Einen komplett virtuellen Bereich wird es nur bei ausgewählten Themen geben, vor allem im Weiterbildungsbereich. Sie haben einen Beruf, Freunde und sind vielfältig eingebunden und müssen sich aus irgendeinem Grund noch eine Programmiersprache oder Fachausdrücke in einer Fremdsprache aneignen: Das ist der Onlinemarkt.

Muss es dafür eine spezielle virtuelle Didaktik geben?

Ich glaube, dass das der Hauptgrund dafür ist, warum alles so langsam kommt. Es bringt gar nichts, einfach Materialien von Fernstudiengängen von der ersten bis zur letzten Seite ins Internet zu stellen. Da ist das Lesen von Papier immer noch besser für die Augen.

Was also dann?

Wenn wir die Chancen von Multimedia wirklich ausreizen wollen, dann müssen wir über hypermediale Lernräume sprechen.

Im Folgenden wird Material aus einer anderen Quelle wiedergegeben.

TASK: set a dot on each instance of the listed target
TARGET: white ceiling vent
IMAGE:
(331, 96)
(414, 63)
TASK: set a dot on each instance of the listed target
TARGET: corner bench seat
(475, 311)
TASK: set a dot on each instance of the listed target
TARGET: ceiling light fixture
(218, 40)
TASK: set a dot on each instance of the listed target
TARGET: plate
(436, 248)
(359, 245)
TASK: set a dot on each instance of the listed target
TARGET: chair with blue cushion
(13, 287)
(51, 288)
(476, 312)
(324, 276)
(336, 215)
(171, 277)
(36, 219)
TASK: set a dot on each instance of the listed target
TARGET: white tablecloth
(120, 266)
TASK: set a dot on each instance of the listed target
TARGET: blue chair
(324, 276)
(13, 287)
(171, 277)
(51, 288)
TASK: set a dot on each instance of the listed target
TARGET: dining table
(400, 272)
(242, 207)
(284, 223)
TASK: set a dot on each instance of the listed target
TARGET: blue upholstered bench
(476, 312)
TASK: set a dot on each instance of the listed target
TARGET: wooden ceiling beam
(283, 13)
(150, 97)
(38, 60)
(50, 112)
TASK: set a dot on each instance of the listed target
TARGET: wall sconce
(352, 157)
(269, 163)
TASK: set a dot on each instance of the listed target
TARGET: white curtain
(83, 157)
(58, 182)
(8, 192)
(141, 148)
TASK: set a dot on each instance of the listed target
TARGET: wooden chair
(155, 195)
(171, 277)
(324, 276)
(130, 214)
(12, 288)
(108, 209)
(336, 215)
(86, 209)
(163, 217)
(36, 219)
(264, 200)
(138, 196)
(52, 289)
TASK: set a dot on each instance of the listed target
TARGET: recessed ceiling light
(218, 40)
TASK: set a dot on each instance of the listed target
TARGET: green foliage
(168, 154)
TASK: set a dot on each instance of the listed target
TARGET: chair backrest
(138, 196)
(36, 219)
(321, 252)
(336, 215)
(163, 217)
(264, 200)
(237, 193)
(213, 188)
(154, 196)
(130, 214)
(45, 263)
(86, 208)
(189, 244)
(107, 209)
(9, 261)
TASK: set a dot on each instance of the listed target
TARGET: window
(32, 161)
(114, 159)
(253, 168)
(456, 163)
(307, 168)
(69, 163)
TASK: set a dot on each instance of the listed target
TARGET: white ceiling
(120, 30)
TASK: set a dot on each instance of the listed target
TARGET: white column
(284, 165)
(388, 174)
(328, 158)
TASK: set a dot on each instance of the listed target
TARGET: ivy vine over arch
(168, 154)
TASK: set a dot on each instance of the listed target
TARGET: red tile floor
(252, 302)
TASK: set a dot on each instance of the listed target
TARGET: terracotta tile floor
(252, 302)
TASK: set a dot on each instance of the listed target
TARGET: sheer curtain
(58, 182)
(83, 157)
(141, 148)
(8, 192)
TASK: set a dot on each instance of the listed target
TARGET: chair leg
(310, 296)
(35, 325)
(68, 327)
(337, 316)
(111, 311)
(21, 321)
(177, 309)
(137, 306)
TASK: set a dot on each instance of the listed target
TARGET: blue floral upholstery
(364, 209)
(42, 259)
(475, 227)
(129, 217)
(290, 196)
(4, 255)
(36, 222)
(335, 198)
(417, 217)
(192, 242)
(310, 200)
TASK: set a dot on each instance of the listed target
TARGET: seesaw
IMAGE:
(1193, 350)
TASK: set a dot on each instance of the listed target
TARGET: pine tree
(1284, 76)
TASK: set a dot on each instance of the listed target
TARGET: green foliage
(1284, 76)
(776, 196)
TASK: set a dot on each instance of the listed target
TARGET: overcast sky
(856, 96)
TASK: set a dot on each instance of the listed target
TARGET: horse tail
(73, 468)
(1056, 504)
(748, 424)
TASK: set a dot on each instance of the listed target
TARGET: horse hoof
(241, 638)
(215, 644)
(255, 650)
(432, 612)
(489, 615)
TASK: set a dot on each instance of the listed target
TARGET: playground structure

Das heißt, sie werden etwas gefragt werden, und je nachdem, wie sie die Frage beantworten, geht es in dem einen oder in dem anderen Zug weiter. Sie haben jederzeit die Möglichkeit, etwas noch mal zu sehen oder in die Tiefe zu gehen. So etwas gibt es bisher nur in ganz wenigen Fällen auf teuren CD-ROMs.

Und warum nicht öfter?

Man schätzt, dass die Software-Entwicklung für derartige Lernräume etwa hunderttausend Mark pro Unterrichtsstunde kostet. Ich sehe auch nicht, dass Hochschullehrer die Fähigkeit und erst recht die Zeit haben, jetzt plötzlich ihre Unterrichtsgegenstände in diese verästelte Form zu bringen. Da müssen Sie eher Drehbuchautor sein.

Hängt Deutschland beim Online-Lernen im internationalen Vergleich hinterher?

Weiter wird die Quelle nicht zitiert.